When Did Our Level of Stress Begin To Rise?
Back in the sixties and seventies, people dreamt of a time when they might sit back and relax more since modern-day technology was finally there to assist with tiresome tasks like cleaning up your home. People dreamed of wonderful developments that made life much easier and basically, better.
Now fast forward to a time where there are smart phones, computers and TV sets that connect to the Internet at the speed of light. In recent years we have seen more advances in technology than any other time in history.
Today, you can start your car without getting out of bed, monitor your home’s security from anywhere, work without going to the office, you can even vacuum your floors without touching a vacuum!
If life is so efficient because of technology, why are we more stressed than ever?
Psychologists, sociologists, and economists have all aimed to identify at which point we began to overwhelmed by stress.
The studies that tackle the “stress puzzle” are intricate in their entirety. Regardless, I’m going to try to summarize the findings for you. Below are some of the key factors that explain why stress is on the rise.
Lack of time to just relax
A lot of the stress in our lives is related to childcare and taking care of our homes. Amazingly, even with today’s modern appliances, we still spend the same amount of time on these activities that we did decades ago. That’s because we have added a variety of other things to the list that aren’t exactly relaxing. Like taking our kids to music lessons, athletic events and other activities.

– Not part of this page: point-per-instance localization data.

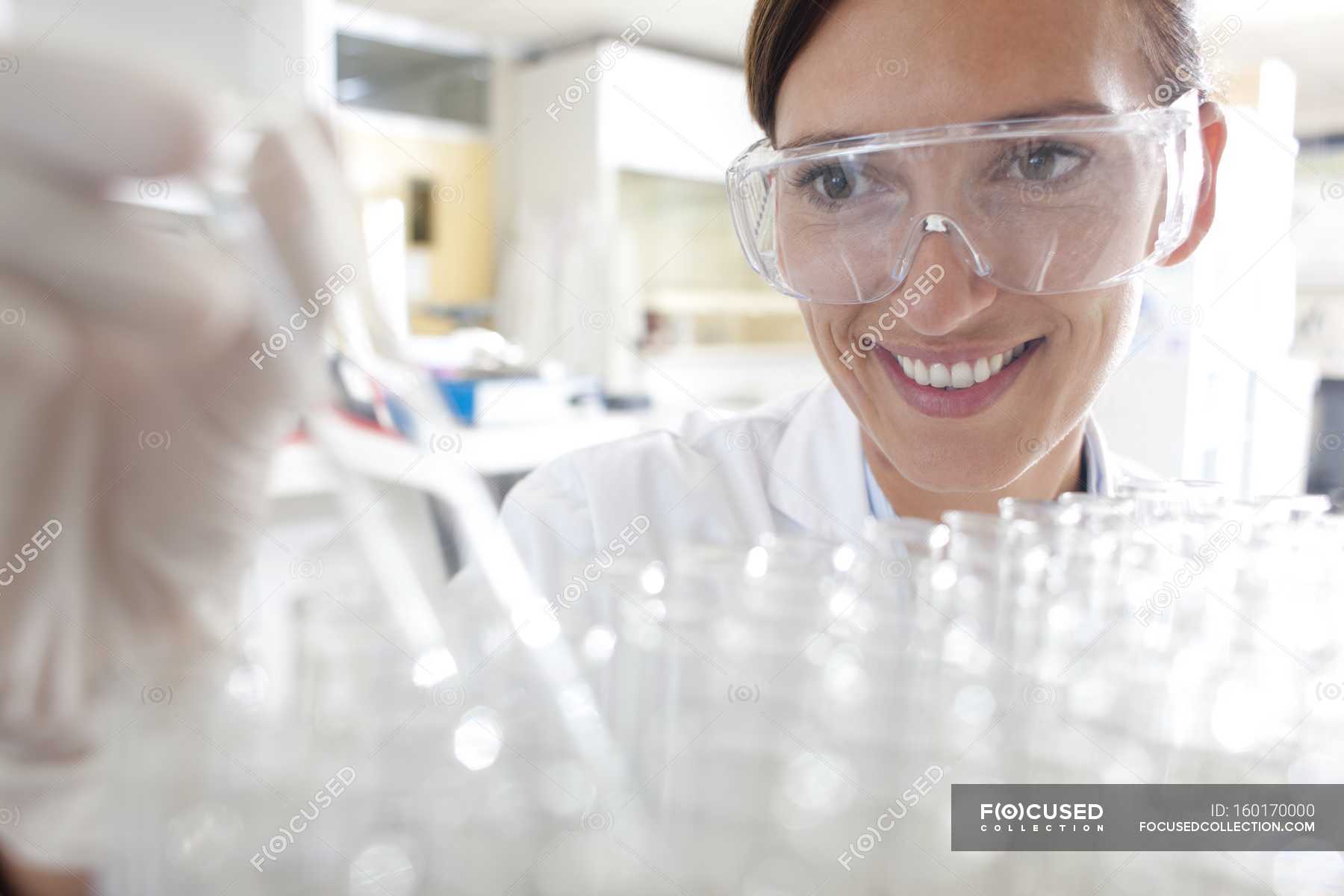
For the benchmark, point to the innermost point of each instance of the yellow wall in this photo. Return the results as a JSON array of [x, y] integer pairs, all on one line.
[[382, 160]]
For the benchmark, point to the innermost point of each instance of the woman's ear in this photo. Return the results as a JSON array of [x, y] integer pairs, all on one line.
[[1214, 136]]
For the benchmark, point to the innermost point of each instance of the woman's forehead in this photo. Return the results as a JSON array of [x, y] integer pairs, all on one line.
[[889, 65]]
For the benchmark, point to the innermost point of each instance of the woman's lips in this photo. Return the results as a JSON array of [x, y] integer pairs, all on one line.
[[962, 402]]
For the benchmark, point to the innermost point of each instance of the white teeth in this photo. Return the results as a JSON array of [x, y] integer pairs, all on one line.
[[981, 371], [962, 374]]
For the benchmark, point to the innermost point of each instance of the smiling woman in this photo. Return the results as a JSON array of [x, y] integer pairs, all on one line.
[[1043, 155]]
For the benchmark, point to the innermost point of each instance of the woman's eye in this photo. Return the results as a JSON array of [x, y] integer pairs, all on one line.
[[1045, 163], [835, 183]]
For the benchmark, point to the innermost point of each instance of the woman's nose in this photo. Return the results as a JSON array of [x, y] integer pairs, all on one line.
[[949, 290]]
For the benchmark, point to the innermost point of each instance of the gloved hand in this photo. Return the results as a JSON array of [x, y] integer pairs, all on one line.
[[140, 408]]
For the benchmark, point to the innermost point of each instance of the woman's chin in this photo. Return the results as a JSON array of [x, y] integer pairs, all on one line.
[[961, 472]]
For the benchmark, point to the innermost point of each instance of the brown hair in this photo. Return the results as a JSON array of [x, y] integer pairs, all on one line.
[[780, 28]]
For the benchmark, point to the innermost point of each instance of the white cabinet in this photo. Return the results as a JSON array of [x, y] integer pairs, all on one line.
[[570, 285]]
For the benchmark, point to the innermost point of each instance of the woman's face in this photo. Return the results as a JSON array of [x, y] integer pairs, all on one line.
[[890, 65]]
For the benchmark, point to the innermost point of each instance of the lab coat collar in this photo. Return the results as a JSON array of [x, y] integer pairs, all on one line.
[[818, 470], [816, 473]]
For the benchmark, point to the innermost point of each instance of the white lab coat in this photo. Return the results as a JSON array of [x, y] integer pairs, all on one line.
[[792, 467]]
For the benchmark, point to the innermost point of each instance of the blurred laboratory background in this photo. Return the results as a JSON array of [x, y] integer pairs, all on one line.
[[542, 187]]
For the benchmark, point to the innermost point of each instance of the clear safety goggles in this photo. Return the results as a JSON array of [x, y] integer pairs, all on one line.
[[1034, 206]]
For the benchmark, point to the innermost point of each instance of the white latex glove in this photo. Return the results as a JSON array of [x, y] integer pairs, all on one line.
[[137, 428]]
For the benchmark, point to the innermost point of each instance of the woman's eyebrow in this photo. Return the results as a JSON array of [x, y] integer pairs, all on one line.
[[1048, 111]]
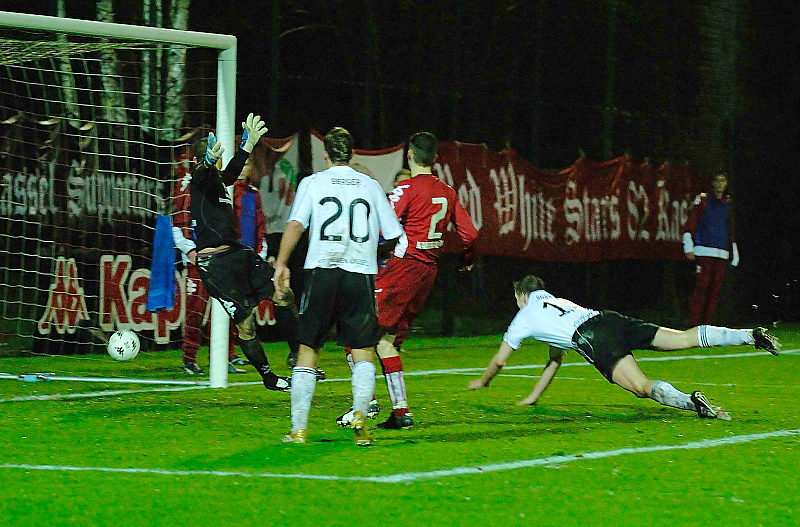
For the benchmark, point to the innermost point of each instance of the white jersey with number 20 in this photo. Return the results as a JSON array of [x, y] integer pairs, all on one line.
[[547, 319], [344, 211]]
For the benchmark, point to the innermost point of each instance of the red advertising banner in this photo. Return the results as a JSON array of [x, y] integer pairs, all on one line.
[[590, 211]]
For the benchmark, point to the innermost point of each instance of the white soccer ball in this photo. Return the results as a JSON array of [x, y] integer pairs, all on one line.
[[123, 345]]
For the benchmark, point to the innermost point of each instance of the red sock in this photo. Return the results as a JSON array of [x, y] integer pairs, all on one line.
[[393, 372]]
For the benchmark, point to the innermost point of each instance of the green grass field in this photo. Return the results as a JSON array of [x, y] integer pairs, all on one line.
[[152, 455]]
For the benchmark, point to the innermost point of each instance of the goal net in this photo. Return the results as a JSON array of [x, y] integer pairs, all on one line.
[[97, 127]]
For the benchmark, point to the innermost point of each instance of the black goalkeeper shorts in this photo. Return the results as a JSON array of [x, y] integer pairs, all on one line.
[[238, 278], [608, 337]]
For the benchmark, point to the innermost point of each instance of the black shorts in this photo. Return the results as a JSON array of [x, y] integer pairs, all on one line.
[[238, 278], [608, 337], [348, 299]]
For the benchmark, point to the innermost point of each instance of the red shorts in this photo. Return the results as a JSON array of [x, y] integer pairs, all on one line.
[[401, 289]]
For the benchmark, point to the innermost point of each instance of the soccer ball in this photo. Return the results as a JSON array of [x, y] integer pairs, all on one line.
[[123, 345]]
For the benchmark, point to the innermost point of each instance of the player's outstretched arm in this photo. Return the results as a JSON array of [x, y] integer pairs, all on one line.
[[495, 365], [556, 355]]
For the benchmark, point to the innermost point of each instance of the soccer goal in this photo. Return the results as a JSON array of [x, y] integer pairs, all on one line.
[[97, 127]]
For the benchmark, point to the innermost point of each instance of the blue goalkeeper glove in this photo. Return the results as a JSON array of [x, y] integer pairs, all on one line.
[[214, 150]]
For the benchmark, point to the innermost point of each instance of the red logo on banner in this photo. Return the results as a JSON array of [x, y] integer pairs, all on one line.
[[122, 301], [66, 303]]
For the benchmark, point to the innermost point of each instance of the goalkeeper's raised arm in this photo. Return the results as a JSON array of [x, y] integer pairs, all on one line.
[[253, 128]]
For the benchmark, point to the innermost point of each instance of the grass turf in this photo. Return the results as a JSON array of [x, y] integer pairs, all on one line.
[[189, 434]]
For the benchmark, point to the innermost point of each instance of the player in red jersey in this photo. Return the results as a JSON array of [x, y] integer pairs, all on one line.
[[425, 207]]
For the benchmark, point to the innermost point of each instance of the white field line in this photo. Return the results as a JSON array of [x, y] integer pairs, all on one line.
[[452, 371], [411, 477]]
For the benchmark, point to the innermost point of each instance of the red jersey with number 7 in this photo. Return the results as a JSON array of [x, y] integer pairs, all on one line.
[[425, 206]]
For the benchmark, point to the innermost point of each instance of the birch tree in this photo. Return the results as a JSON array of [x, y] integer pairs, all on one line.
[[111, 96]]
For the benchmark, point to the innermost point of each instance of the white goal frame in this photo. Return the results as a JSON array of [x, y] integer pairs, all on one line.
[[225, 125]]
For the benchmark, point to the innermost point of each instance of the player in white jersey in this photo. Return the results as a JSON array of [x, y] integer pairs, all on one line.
[[605, 339], [344, 212]]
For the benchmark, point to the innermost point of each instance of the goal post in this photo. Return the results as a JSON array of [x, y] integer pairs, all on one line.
[[35, 210]]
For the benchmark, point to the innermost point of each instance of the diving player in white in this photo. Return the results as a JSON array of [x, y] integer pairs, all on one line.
[[605, 339]]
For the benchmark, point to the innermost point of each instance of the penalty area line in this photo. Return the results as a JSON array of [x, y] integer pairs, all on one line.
[[412, 477], [452, 371]]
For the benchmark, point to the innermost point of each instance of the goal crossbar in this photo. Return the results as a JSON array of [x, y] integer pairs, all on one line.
[[119, 31], [225, 118]]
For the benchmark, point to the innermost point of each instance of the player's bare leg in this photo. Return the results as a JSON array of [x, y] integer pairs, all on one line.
[[393, 373], [628, 375], [304, 382], [252, 349]]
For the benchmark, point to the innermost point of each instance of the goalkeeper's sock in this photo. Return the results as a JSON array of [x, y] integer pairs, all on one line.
[[666, 394], [255, 354], [304, 382], [395, 382], [348, 355], [363, 382], [708, 336]]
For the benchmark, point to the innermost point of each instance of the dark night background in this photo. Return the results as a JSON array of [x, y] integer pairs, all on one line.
[[714, 84]]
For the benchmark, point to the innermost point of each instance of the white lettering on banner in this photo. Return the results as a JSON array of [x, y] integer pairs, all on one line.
[[469, 194], [573, 213], [590, 219], [430, 245], [505, 199], [638, 211], [535, 215], [87, 192], [672, 215], [27, 194]]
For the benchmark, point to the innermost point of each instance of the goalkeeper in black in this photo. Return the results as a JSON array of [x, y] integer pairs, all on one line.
[[233, 273]]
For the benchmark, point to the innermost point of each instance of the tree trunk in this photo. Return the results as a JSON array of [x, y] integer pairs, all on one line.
[[111, 96]]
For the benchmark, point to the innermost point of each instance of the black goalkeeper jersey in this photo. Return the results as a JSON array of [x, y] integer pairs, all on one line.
[[212, 207]]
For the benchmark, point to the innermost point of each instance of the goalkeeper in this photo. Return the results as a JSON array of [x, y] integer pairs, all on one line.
[[233, 273]]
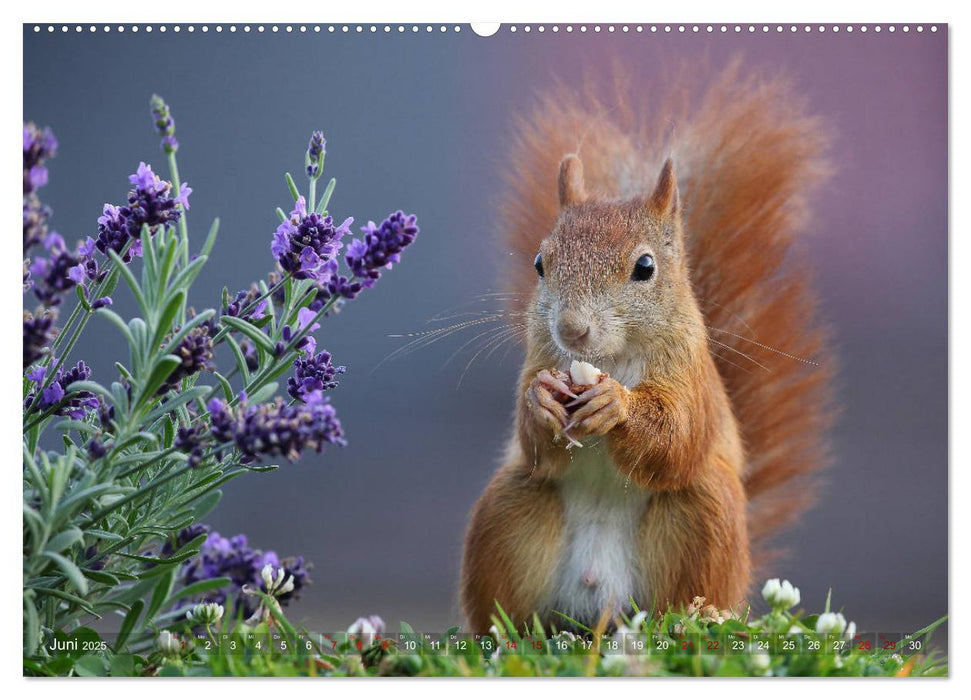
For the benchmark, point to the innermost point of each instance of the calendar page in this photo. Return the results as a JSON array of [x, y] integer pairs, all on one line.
[[525, 349]]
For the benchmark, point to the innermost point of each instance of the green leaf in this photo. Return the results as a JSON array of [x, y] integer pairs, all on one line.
[[325, 198], [91, 666], [80, 426], [149, 260], [118, 322], [183, 397], [163, 368], [196, 588], [82, 297], [226, 386], [130, 280], [101, 577], [31, 626], [206, 504], [69, 597], [169, 314], [188, 274], [128, 624], [122, 665], [63, 540], [210, 238], [69, 569], [291, 185], [160, 593], [87, 385], [240, 359], [263, 393], [177, 338], [250, 331]]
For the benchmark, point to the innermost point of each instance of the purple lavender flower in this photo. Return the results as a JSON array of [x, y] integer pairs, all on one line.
[[250, 355], [306, 245], [184, 537], [150, 203], [164, 124], [191, 440], [313, 374], [96, 449], [93, 561], [77, 402], [276, 428], [344, 287], [381, 246], [36, 216], [235, 559], [39, 333], [106, 414], [307, 344], [242, 305], [39, 145], [315, 154], [195, 353]]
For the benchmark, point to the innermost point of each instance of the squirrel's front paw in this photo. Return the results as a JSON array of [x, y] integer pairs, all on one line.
[[544, 408], [599, 409]]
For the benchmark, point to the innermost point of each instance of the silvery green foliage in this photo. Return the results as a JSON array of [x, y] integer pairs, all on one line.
[[111, 513]]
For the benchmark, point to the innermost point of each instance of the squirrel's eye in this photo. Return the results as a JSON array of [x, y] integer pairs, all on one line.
[[643, 269]]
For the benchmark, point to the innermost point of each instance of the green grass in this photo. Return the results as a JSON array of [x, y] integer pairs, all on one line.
[[677, 643]]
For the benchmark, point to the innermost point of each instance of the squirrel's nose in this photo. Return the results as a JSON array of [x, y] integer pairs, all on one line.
[[573, 330]]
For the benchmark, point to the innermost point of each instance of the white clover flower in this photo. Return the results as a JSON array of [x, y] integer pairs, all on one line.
[[279, 585], [169, 644], [615, 663], [206, 613], [366, 628], [781, 596], [760, 662], [831, 623]]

Plus, our commutes have gotten longer because of an increase in traffic!
So even with all our devices to lesson our work load, our time to relax and rejuvenate is sucked up by extra, unavoidable activities and chores!
The addition of work related stress
Currently approximately half of the adults in the US experience equal amounts of stress at both work and at home. The business world is still riddled with double standards. There is still a lot of issues around gender equality and equal pay.
Additional stress is added when society encourages competition amongst co-workers. The work place could be a lot less stressful if business owners encouraged collaboration amongst their employees instead.
25% of all Americans report that they don’t have enough time during normal business hours to complete everything they have to do. To compensate for this, they tend to report to work early and stay late. This type of behavior can lead to burn out keeping you in the third phase of stress we discussed in our Science of Stress article. You can read it here.
It’s important to note that it becomes very difficult to recover from this phase if you are not taking deliberate action to reduce your levels of stress both at work and home.
Single-parent families with one income
According to data released in 2016, the divorce rate in the US dropped thee years in a row, reaching its lowest point in almost 40 years. Regardless, there is still a staggering amount of single parent households. This often results in the parent working more hours to keep up with the cost of running their household. Obviously this situation is extremely stressful because time to destress is almost nonexistent.
The Bottom Line
It is more important today than ever before to make the time to reduce your stress levels. I know that time is already an issue! But believe me, it is time well spent. Within weeks of starting my stress management program I became a happier and healthier person. If I can do it, I know you can too.